Assim como não há almoço grátis, não há ingresso grátis

18/03/2019

“No Brasil, até o passado é incerto” - como comprova a proibição da taxa de conveniência

Assim como não há almoço grátis, não há ingresso grátis

"Não há almoço grátis" é uma lei irrefutável da economia. Para que um serviço possa existir, alguém tem de pagar a conta. Sempre.

Na semana passada, o Superior Tribunal de Justiça (STJ) determinou que a taxa de conveniência cobrada pelas empresas que vendem ingressos online é ilícita.

Apenas para explicar a quem não é do ramo, a taxa de conveniência permite que o consumidor compre o ingresso para um determinado show sem ter de sair de casa e se deslocar até o local ou a algum ponto de venda autorizado (o que obviamente gera gastos com transporte, estacionamento e perda de tempo no trânsito). O valor correspondente ao ingresso é repassado ao produtor/organizador do evento e a taxa de conveniência é retida pela empresa que preste este serviço.

Mas não foi só isso. O STJ também condenou a minha concorrente "Ingresso Rápido" a pagar retroativamente 5 anos de taxas de volta aos consumidores.

Como disse o site Brazil Journal em excelente artigo, citando Roberto Campos, "no Brasil, até o passado é incerto".

Esta "curiosa" determinação do Superior vai resultar em um destes 3 cenários (ou em uma combinação deles):

1. De volta à idade da pedra: as empresas que criaram a comodidade de compra online deixam de existir. É simples: ninguém trabalha de graça (nem os usuários por ora felizes em receber um dinheiro, nem os digníssimos ministros do STJ). A possibilidade de comprar ingressos no celular desaparece e voltamos às lojas físicas, às óticas e aos quiosques em shopping centers.

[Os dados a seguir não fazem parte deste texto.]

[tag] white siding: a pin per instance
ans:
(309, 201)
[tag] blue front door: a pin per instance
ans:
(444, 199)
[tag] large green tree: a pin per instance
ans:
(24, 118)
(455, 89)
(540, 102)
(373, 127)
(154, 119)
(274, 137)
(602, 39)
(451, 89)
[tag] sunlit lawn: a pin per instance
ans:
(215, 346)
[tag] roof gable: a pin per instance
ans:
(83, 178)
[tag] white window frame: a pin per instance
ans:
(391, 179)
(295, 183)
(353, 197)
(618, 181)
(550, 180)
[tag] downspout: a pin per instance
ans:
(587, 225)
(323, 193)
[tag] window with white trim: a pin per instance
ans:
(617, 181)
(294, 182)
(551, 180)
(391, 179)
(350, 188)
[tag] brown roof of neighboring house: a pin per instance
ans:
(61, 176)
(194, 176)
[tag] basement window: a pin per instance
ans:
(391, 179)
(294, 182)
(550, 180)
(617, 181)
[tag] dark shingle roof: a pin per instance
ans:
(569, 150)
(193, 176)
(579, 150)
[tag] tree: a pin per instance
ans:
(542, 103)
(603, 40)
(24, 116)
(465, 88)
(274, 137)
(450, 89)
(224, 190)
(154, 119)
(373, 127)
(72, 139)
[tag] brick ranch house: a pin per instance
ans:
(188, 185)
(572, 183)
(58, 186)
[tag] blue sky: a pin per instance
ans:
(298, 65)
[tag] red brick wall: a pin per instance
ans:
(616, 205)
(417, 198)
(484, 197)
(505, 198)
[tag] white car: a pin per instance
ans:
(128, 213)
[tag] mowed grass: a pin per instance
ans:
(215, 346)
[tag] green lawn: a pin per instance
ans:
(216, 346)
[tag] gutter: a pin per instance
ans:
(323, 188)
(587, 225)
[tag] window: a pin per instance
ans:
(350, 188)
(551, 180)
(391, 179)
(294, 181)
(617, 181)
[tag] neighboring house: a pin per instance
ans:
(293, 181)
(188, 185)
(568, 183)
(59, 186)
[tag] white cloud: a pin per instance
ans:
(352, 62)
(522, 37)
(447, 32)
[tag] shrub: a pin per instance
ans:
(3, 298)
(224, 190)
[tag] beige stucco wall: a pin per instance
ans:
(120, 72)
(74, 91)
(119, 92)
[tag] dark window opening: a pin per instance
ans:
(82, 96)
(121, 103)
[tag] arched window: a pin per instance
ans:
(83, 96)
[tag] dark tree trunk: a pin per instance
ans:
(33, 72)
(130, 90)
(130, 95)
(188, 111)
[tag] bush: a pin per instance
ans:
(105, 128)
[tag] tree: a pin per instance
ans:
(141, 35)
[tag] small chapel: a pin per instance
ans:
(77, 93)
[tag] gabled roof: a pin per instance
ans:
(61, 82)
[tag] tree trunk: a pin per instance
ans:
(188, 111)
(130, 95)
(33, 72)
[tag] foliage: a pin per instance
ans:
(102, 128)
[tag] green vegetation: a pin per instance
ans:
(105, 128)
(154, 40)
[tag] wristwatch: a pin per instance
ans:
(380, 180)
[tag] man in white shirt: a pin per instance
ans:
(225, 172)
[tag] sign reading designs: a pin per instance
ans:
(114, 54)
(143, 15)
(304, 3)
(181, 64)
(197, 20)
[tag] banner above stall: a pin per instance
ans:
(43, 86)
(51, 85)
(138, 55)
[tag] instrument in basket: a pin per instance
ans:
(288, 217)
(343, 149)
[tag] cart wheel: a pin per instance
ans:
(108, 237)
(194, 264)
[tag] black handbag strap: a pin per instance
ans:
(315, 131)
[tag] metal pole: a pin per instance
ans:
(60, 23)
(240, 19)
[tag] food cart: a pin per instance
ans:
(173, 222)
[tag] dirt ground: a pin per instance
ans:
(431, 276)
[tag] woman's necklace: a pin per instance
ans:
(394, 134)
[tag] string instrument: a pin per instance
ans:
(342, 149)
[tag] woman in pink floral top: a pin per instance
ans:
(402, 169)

2. Produtoras vão falir: a grande maioria dos produtores não aguenta pagar taxas adicionais como quer o STJ. Tendo trabalhado, por meio da Ingresse, com milhares de empresários do segmento, posso garantir: a conta não fecha.

Produzir eventos já é, por si só, uma atividade de altíssimo risco, e a maioria dos eventos dá prejuízo. Se considerarmos os diversos impostos a serem pagos, alvarás, taxas ao ECAD, passivos trabalhistas etc., notamos que o custo imposto inviabiliza a maioria dos eventos? -- ?principalmente aqueles que pagam seus impostos.

Na maioria dos eventos, a margem é de cerca de 10 a 20%, exatamente o custo que o STJ vai impor aos produtores.

3. Ingressos Mais Caros: no entanto, na maioria dos casos, o que irá acontecer será análogo ao que ocorreu com a Lei da Meia-Entrada. Quando os produtores foram forçados a cobrar meia-entrada, os ingressos simplesmente dobraram de preço. Assim, além de não haver almoço grátis, eis outra regra da economia: sempre que o judiciário impõe regras de negócio inapropriadas ao mercado, o cliente final irá pagar a conta.

Ao embutir as taxas no preço do ingresso, os usuários não só perderão transparência, como também a chance de comprar sem taxa nos pontos de venda. Não foi exatamente o que ocorreu com a meia-entrada?

Quem perde quando há uma diminuição na quantidade de espetáculos, quando as pessoas precisam voltar a se deslocar fisicamente para comprar em pontos de venda específicos ou quando o preço do ingresso sobe e a transparência cai? Sim, você, consumidor.

No final, a taxa de conveniência é o equivalente à taxa de booking quando alugo uma casa no AirBnB, à taxa de entrega quando peço comida no iFood, ou à comissão quando compro um livro na Amazon. Afinal, eu não gosto de ter de ir até a livraria se posso receber em casa.

De resto, vale ressaltar que, ao redor do mundo, as empresas de ingressos cobram taxas de conveniência. É assim na Índia com a BookMyShow (avaliada em $850 milhões), na China com a Maoyan ($19 bilhões), na Turquia com a Biletix ($264 milhões). O segmento no Brasil em 2018, de acordo com o website Ebit Webshoppers, movimentou R$ 3,7 bilhões entre Cinema, Esportes e Entretenimento.

Destrinchando os gastos

Recentemente, comprei ingressos para assistir ao músico de rap brasileiro "Baco Exu do Blues", no Espaço Áudio. Paguei R$ 50,00 por ingresso e R$ 6,00 de taxa. Este é exatamente o preço médio de um ingresso no Brasil. Agora, vamos fazer um pequeno exercício de álgebra.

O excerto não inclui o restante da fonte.